The results of light-optical and electron-microscopic studies of the kidneys in patients with vesicoureteral reflux show that reflux nephropathy is characterized by renal growth retardation and nephron differentiation with ultrastructural signs of dysplasia, pronounced signs of nephrosclerosis with involvement of the parenchyma vessels and glomerular capillaries and stroma in the sclerotic process. The picture of nephrohidrosis is also characteristic.
Peculiarities of the pathogenesis of reflux nephropathy in young children. The most severe parenchyma damage was detected in children of the first year of life with vesicoureteral reflux of the 3rd and especially 4th degree.
The presence of sclerotic changes in the renal parenchyma occurs in 60-70% of patients with vesicoureteral reflux. The highest risk of nephrosclerosis development is observed in the first year of life and is 40% compared to older age groups (25%). This feature is due to the high frequency of intrarenal reflux (VR) at an early age, caused by the immaturity of the papillary apparatus and high intrapelvic pressure. In newborns, reflux nephropathy is diagnosed in 20-40% of cases of vesicoureteral reflux, with various types of renal dysplasia (hypoplasia, segmental hypoplasia, cystic dysplasia) observed in 30-40%. With age, as the papillary apparatus matures, a decrease in the frequency of intrarenal reflux and the formation of reflux nephropathy is observed. The development of reflux nephropathy before the age of two is observed more often, especially with bilateral reflux and high-grade vesicoureteral reflux.

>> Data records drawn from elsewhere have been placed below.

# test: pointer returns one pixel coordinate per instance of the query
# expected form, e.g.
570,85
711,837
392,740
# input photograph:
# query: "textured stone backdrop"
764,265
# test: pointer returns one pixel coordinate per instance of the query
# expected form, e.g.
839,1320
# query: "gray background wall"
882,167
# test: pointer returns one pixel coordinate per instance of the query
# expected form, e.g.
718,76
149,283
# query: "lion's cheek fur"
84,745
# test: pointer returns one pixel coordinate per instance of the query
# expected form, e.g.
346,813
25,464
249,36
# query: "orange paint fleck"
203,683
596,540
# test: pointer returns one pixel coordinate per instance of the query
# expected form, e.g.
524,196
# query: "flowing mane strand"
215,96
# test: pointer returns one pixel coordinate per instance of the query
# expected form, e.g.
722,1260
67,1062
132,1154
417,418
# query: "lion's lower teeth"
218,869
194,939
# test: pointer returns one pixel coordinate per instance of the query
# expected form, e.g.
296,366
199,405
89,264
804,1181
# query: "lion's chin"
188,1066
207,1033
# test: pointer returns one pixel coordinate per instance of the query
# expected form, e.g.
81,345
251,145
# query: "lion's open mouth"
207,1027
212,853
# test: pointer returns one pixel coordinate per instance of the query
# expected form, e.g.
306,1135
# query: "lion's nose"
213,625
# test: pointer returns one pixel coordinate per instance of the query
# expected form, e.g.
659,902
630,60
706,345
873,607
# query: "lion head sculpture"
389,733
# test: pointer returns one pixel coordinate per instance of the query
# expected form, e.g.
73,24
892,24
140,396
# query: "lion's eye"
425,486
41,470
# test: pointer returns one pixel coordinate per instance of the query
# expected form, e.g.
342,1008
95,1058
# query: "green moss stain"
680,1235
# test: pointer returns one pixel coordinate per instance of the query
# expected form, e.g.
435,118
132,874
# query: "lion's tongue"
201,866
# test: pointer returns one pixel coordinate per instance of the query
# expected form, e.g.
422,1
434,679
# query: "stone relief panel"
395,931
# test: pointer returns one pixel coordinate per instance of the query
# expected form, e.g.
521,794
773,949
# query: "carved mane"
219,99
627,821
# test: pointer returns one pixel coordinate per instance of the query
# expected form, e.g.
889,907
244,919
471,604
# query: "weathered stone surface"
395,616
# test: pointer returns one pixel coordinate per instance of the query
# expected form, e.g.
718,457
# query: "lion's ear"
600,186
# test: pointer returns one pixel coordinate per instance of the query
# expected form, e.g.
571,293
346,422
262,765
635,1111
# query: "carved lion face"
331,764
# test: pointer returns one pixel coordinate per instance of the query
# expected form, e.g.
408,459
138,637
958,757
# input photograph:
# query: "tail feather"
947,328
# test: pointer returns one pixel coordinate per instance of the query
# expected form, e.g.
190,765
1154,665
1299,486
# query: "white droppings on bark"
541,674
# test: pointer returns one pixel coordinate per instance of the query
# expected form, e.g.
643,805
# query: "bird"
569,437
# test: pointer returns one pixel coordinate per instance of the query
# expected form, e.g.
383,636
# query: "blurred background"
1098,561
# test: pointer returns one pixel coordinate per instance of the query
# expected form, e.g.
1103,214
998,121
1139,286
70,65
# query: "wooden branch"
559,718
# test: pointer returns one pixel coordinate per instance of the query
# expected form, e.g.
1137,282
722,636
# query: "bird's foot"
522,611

The above-mentioned pattern is explained by the high frequency of reflux nephropathy with grades 3-4 vesicoureteral reflux, which correlates with the level of intrapelvic pressure and the severity of urodynamic disorders, as well as the high probability of renal tissue embryogenesis disorders.
Thus, it is possible to identify risk factors for the development of reflux nephropathy: high-grade bilateral vesicoureteral reflux, renal malformations and dysplasia, recurrent UTI, low urinary tract infection, especially of the hyporeflexive type.
Risk factors for the development of vesicoureteral reflux and reflux nephropathy: a burdened family history of renal pathology, low birth weight, a large number of stigmas of dysembryogenesis, neurogenic dysfunction of the bladder, leukocyturia without clinical manifestations, unreasonable repeated increases in temperature, abdominal pain, especially associated with urination, dilation of the calyceal-pelvic system of the fetus and newborn according to ultrasound of the kidneys.